In Case You've Wondered

My blog is where my wandering thoughts are interspersed with stuff I made up. So, if while reading you find yourself confused about the context, don't feel alone. I get confused, too.

If you're here for the stories, I started another blog:

One other thing: sometimes I write words you refuse to use in front of children, or polite company, unless you have a flat tire, or hit your thumb with a hammer.

I don't use them to offend; I use them to embellish.

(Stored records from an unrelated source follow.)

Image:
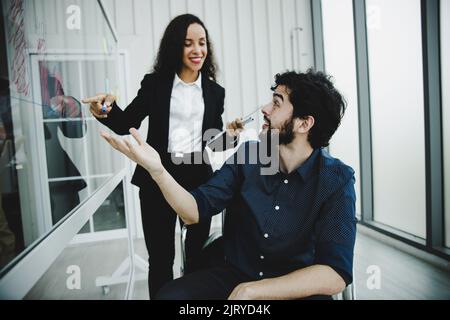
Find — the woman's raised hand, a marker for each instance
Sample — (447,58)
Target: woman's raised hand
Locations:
(100,105)
(141,153)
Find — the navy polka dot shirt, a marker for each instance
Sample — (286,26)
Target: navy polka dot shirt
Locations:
(276,224)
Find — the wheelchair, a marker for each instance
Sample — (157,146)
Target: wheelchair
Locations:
(214,240)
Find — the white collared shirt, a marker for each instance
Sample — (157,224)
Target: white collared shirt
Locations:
(186,116)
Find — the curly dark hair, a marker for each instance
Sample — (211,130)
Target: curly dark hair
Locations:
(313,94)
(170,54)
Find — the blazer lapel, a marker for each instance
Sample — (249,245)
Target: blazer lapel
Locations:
(209,104)
(164,96)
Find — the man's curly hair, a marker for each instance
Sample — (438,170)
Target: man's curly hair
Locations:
(313,94)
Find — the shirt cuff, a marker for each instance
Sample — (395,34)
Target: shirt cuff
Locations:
(202,205)
(338,257)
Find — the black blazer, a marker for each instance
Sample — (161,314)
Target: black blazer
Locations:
(153,100)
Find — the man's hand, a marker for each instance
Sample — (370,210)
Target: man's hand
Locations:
(96,104)
(235,128)
(142,153)
(244,291)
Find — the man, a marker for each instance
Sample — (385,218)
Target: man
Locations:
(288,235)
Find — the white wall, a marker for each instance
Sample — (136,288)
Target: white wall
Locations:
(445,85)
(340,61)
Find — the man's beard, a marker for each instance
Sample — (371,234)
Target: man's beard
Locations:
(285,134)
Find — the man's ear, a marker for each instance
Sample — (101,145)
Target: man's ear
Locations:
(305,124)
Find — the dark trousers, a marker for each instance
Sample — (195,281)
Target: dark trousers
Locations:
(159,220)
(215,283)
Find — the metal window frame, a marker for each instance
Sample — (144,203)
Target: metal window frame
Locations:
(434,242)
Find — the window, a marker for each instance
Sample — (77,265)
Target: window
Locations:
(445,85)
(339,49)
(397,114)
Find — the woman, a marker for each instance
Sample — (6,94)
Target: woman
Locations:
(182,101)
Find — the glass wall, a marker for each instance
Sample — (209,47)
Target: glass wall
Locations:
(397,113)
(53,160)
(94,270)
(339,49)
(445,85)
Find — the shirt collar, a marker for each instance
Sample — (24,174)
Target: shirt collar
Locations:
(197,83)
(307,168)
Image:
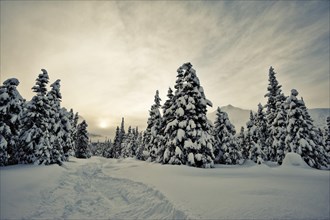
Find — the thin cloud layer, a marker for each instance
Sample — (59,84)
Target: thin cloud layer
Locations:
(112,56)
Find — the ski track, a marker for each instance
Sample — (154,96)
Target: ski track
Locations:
(87,193)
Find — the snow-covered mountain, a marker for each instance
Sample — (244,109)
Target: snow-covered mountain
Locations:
(239,117)
(319,115)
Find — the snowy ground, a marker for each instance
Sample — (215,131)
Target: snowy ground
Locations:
(100,188)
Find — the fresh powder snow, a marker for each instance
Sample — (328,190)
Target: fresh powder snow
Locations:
(100,188)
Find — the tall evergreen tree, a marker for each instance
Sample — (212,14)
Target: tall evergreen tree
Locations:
(275,99)
(327,137)
(278,132)
(34,135)
(127,144)
(168,116)
(11,108)
(118,140)
(250,134)
(226,150)
(68,141)
(152,133)
(241,141)
(190,139)
(82,148)
(140,147)
(300,132)
(116,144)
(258,136)
(55,126)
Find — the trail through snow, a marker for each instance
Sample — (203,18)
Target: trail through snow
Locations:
(100,188)
(85,192)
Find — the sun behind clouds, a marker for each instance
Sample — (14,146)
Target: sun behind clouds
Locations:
(103,124)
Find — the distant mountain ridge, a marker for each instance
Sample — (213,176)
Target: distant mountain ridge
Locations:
(238,116)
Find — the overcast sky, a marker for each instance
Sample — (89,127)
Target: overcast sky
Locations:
(112,56)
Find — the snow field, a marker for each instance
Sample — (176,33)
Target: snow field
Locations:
(100,188)
(80,192)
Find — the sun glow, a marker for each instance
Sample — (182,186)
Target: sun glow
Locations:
(103,124)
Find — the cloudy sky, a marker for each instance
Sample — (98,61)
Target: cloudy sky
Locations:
(112,56)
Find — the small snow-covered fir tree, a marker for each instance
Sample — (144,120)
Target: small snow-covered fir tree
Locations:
(118,140)
(226,150)
(278,133)
(68,141)
(275,100)
(127,144)
(34,135)
(107,149)
(300,132)
(82,147)
(189,139)
(241,141)
(11,107)
(55,126)
(168,116)
(116,145)
(327,137)
(249,136)
(152,133)
(139,147)
(260,133)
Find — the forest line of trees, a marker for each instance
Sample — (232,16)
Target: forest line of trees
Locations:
(183,135)
(41,132)
(38,131)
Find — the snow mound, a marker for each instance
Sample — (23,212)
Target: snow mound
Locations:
(294,159)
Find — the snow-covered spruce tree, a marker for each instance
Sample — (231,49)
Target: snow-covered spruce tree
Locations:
(249,136)
(56,130)
(190,139)
(300,132)
(135,141)
(118,140)
(107,149)
(275,99)
(152,133)
(241,141)
(34,135)
(68,132)
(140,147)
(262,134)
(127,144)
(278,133)
(167,118)
(82,147)
(327,137)
(116,144)
(321,155)
(226,147)
(11,107)
(258,136)
(74,128)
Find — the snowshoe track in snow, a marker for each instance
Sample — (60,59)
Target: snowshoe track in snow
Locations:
(87,193)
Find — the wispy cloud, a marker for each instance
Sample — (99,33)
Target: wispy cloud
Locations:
(112,56)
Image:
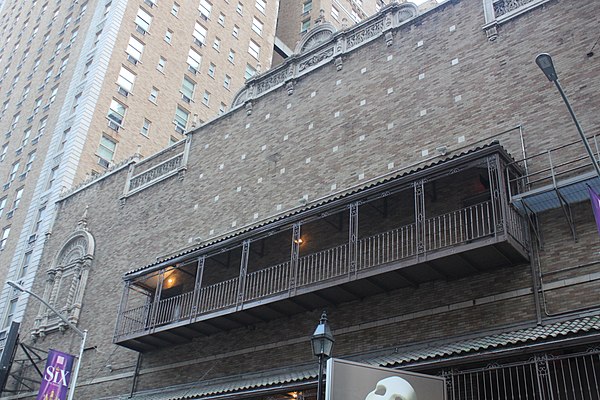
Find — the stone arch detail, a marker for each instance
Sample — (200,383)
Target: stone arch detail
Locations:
(320,34)
(66,280)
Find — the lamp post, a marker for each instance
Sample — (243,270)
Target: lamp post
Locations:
(544,61)
(82,334)
(322,343)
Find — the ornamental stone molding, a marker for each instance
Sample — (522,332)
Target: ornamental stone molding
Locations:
(323,45)
(498,12)
(320,34)
(66,280)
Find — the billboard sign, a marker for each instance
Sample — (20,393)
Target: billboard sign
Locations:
(348,380)
(57,375)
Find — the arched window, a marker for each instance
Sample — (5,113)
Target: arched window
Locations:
(66,279)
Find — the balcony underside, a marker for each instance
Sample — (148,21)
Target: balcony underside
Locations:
(449,263)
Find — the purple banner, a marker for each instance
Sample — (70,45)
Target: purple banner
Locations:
(595,199)
(57,375)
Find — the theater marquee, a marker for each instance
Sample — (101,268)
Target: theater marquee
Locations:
(353,381)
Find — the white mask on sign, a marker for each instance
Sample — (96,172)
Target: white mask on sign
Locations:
(392,388)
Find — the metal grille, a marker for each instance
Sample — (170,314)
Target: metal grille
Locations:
(502,7)
(545,377)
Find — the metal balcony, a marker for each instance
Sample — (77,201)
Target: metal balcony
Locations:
(453,244)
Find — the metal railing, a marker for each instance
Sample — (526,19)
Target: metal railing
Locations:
(217,296)
(267,282)
(459,226)
(324,265)
(551,166)
(387,247)
(545,377)
(450,229)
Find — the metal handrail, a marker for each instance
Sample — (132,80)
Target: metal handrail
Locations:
(449,229)
(553,164)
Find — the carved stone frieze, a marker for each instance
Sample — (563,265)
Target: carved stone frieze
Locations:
(156,172)
(366,33)
(492,32)
(290,87)
(389,38)
(271,81)
(323,44)
(316,59)
(502,7)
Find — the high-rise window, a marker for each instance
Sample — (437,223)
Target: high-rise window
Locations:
(37,104)
(217,44)
(16,118)
(153,95)
(4,151)
(187,89)
(145,130)
(211,70)
(65,137)
(116,112)
(106,150)
(199,34)
(25,264)
(193,61)
(205,9)
(30,160)
(13,172)
(74,34)
(261,5)
(254,49)
(168,36)
(2,205)
(143,21)
(180,120)
(17,200)
(250,72)
(51,178)
(26,135)
(5,233)
(39,220)
(257,26)
(335,14)
(25,92)
(42,127)
(125,81)
(53,93)
(175,9)
(135,48)
(162,63)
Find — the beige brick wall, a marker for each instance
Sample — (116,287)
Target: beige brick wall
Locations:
(499,87)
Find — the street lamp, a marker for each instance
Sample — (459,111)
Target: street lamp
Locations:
(82,334)
(322,343)
(544,61)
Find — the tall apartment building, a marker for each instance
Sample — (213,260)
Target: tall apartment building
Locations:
(87,84)
(296,18)
(416,175)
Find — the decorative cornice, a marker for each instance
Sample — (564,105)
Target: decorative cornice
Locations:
(323,45)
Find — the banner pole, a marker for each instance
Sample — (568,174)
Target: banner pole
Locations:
(73,382)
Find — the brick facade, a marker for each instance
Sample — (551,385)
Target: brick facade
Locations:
(387,110)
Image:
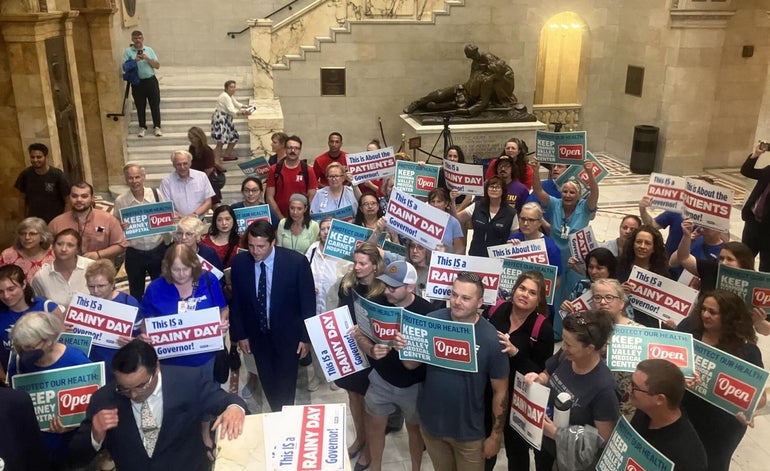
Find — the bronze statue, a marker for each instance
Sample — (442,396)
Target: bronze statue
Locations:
(490,85)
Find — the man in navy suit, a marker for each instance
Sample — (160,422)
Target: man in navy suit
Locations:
(273,294)
(150,417)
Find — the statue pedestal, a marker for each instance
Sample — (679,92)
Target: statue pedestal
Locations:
(483,140)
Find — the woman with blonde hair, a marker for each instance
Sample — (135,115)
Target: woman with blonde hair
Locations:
(31,248)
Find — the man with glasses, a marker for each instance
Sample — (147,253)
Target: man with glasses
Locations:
(656,389)
(289,176)
(144,254)
(150,417)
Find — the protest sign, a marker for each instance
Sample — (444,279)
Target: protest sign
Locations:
(416,220)
(371,165)
(726,381)
(343,239)
(468,179)
(581,242)
(102,320)
(61,392)
(80,341)
(148,219)
(305,438)
(444,268)
(627,450)
(437,342)
(666,192)
(567,148)
(659,296)
(345,214)
(337,351)
(185,334)
(415,179)
(528,404)
(630,345)
(752,286)
(513,268)
(708,205)
(246,215)
(577,171)
(379,323)
(528,250)
(256,167)
(207,266)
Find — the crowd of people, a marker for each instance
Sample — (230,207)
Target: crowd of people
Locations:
(277,276)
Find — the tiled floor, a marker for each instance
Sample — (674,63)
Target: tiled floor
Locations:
(619,195)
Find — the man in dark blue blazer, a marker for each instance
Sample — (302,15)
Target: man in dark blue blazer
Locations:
(276,336)
(178,398)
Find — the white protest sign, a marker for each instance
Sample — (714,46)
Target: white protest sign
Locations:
(444,268)
(708,205)
(371,165)
(416,220)
(207,266)
(337,351)
(666,192)
(528,250)
(102,320)
(310,437)
(185,334)
(528,404)
(660,297)
(468,179)
(581,242)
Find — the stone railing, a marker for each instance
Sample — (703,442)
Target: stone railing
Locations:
(568,114)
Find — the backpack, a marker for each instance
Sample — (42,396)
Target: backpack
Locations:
(303,169)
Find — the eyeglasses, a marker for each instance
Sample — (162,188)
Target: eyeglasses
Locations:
(136,389)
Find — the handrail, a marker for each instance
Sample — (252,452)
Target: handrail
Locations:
(233,34)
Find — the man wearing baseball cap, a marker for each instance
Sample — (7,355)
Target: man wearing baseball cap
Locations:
(393,387)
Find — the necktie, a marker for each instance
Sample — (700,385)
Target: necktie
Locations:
(262,299)
(149,428)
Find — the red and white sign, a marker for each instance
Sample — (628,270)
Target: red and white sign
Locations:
(708,205)
(533,251)
(337,350)
(444,268)
(101,319)
(416,220)
(468,179)
(187,333)
(371,165)
(659,296)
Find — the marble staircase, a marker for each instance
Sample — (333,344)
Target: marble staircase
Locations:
(188,98)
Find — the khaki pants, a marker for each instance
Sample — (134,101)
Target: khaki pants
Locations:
(448,454)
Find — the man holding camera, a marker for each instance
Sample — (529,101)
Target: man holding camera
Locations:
(756,210)
(147,90)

Wednesday, January 9, 2013

So....What's The Point?

I've noticed the Weather Channel has decided winter storms need names. I was a little surprised, at first, since I don't watch the Weather Channel, except a few seconds at a time, with the hope they'll actually have the real time radar on, instead of some show about AGW or people chasing tornadoes. The National Weather Service doesn't do this, so I'm wondering if there's some big power play between the two giants of meteorological wizardry?

Why would anyone want to name a winter storm...or any storm? Why not give it a numerical classification, such as 2013 WS-1 or 2....whatever. It's easy to determine the type of storm and when it happened. There's no confusion during conversations, such as one where the name Sandy is brought up. Nobody will have flashbacks to the storm, while other's think of a close friend, or like me: fond memories of a lovely, petite, blond comedic actress that warmed our hearts in the 70's.

Bleh. Life's confusing enough without adding more confusion. Don't meteorologists have something better to do? How about showing the weather instead of reality shows? How about drawing some isobars?


  1. I was listening to a meteorologist talking about "Charlie" and I asked Stud: "They're expecting a hurricane?" I was shocked to hear they are naming snow storms. Sounds like Congress took a vote.

    1. All I could think of was a "Saturday Night Live" skit. I don't think it will last.

  2. Oooooh. Isobars. Now I'm hungry.
    Oh, wait. That's something else.

    1. At one time, weather maps had isobars. The closer the isobar, the greater the pressure gradient and the higher the wind.

      Now, weather maps have happy faces, clouds and other strange symbols that are not official meteorological symbols.